I've not seen that, i'll have a listen later when i have speakers.

Fat Mike just doesn't look good in a negligee :lol:


----------



## BigJimmyBovine (Jan 23, 2012)

Fat Mike is an ********, shame as they churn out some great music. NoFX have dropped out of a music festival following death threats about a joke following the Las Vegas shooting 2 years ago, they've issued a half hearted non apology and the Descendents are now headlining. And speaking of Descendents, new album 23rd July, all the old demos from the original line up '77-80 remastered with Milo's fresh vocals. Pre-ordered a limited edition vinyl and as a nearly 40 year old I'm sadly way too excited about it!

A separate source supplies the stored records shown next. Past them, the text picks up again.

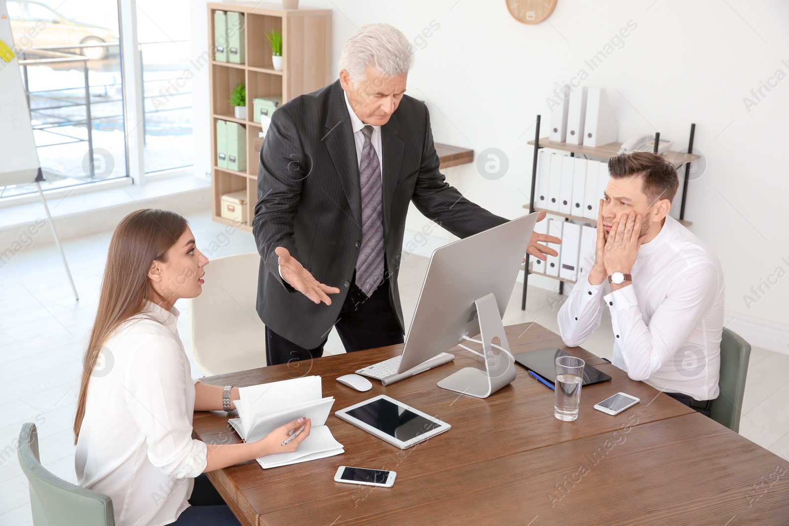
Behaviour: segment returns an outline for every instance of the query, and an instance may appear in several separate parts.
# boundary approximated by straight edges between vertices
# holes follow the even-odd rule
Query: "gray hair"
[[[340,70],[356,84],[365,79],[367,66],[387,75],[406,75],[413,65],[413,48],[399,29],[388,24],[367,24],[346,42]]]

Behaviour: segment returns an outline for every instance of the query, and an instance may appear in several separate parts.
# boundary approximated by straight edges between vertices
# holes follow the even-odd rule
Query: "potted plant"
[[[275,71],[282,70],[282,33],[277,29],[272,29],[266,34],[268,43],[271,46],[271,62]]]
[[[230,91],[230,106],[234,106],[237,119],[246,119],[246,88],[238,84]]]

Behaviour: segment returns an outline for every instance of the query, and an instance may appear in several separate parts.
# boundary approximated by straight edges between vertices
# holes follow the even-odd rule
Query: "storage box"
[[[244,64],[244,13],[227,12],[227,62]]]
[[[237,122],[228,121],[227,169],[237,172],[246,170],[246,128]]]
[[[214,12],[214,60],[227,62],[227,16],[224,11]]]
[[[252,121],[260,122],[261,118],[271,118],[274,110],[282,105],[282,95],[258,97],[252,99]]]
[[[241,223],[246,218],[246,190],[225,194],[219,202],[219,215]]]
[[[227,122],[216,121],[216,166],[227,168]]]

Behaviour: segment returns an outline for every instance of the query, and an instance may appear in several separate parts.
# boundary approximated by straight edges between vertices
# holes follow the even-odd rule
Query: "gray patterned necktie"
[[[365,144],[359,163],[361,185],[361,248],[356,260],[356,284],[369,297],[383,278],[383,222],[381,164],[372,147],[372,126],[361,129]]]

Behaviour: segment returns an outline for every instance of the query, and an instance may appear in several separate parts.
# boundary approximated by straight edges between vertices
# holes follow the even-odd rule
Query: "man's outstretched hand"
[[[540,212],[537,215],[537,221],[544,221],[545,219],[545,212]],[[545,261],[548,259],[548,256],[559,256],[557,252],[553,248],[549,248],[544,244],[540,244],[537,241],[542,241],[543,243],[554,243],[555,244],[561,244],[562,240],[555,236],[549,236],[547,233],[537,233],[537,232],[532,233],[532,238],[529,241],[529,248],[526,252],[531,256]]]
[[[302,267],[296,258],[290,256],[290,252],[285,247],[277,247],[274,252],[279,256],[279,274],[282,274],[282,279],[313,303],[323,301],[327,305],[331,304],[331,298],[327,294],[338,294],[340,292],[339,289],[323,285],[313,278],[309,270]]]

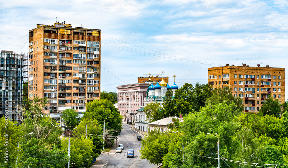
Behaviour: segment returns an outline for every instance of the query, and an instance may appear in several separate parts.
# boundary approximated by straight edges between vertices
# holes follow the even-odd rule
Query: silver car
[[[116,149],[116,153],[121,153],[122,151],[122,149],[120,147],[118,147]]]

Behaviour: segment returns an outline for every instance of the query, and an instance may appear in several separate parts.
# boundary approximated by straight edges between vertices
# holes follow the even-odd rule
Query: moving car
[[[122,149],[120,147],[118,147],[116,149],[116,153],[121,153],[122,151]]]
[[[142,139],[142,137],[141,136],[138,136],[136,137],[136,138],[137,139],[137,140],[140,140],[140,141]]]
[[[130,157],[134,157],[134,149],[128,149],[127,152],[127,158]]]
[[[123,150],[124,149],[124,146],[123,146],[123,144],[119,144],[118,148],[121,148],[121,149]]]

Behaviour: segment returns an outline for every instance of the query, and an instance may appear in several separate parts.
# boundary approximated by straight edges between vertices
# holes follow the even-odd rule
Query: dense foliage
[[[267,99],[257,114],[243,113],[242,100],[234,97],[230,89],[219,89],[204,99],[204,105],[198,104],[198,110],[192,101],[195,100],[191,96],[195,89],[192,85],[185,85],[175,93],[174,98],[177,95],[181,98],[176,104],[173,99],[167,99],[163,110],[170,114],[177,112],[176,115],[189,112],[183,122],[174,121],[170,127],[171,131],[150,133],[142,140],[141,158],[151,163],[162,163],[164,168],[216,167],[217,160],[213,158],[217,158],[219,138],[220,157],[223,159],[220,167],[252,168],[255,165],[244,164],[247,163],[287,167],[279,165],[288,164],[288,112],[283,111],[282,118],[279,117],[281,105],[278,100]],[[171,93],[167,92],[167,95]],[[177,107],[174,107],[177,111],[171,105]],[[157,111],[157,108],[153,110]]]

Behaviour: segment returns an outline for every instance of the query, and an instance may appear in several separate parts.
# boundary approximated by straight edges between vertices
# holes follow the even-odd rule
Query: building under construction
[[[25,57],[11,51],[1,51],[0,55],[0,117],[18,122],[24,104],[24,81],[27,78]]]

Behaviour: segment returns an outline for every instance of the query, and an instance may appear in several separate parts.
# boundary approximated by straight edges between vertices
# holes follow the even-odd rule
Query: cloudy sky
[[[27,53],[29,30],[57,17],[73,27],[101,30],[101,91],[162,69],[176,76],[179,86],[206,84],[207,68],[226,63],[287,67],[287,5],[281,0],[1,1],[0,50]]]

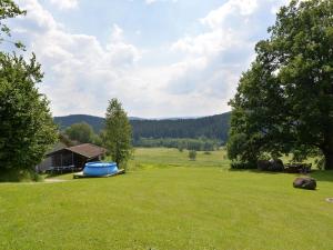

Recommend Mikey and His Uke on YouTube for some great covers, variety of genres covered by mostly punk musicians. Can watch them all day.


----------



## RS3 (Mar 5, 2018)

enc said:


> ...Listen to anything and everything.
> When I was of school age you'd be into one kind of music ...
> those of a certain age will know what I'm taking about :wave:
> There was three main catagories
> ...


I agree, kids these days much more open to different genres and even open to more extreme music styles. It must have something to do with the digital age and unlimited access.

We used to invest in music and it was just as much about the way bands / artists looked, dressed and album artwork etc but I think kids now only hear the music and just go with what they are interested in hearing and that's probably a good thing. I don't believe the music industry influences the young in the same way as it did, now they are more influenced by the Youtubers they watch.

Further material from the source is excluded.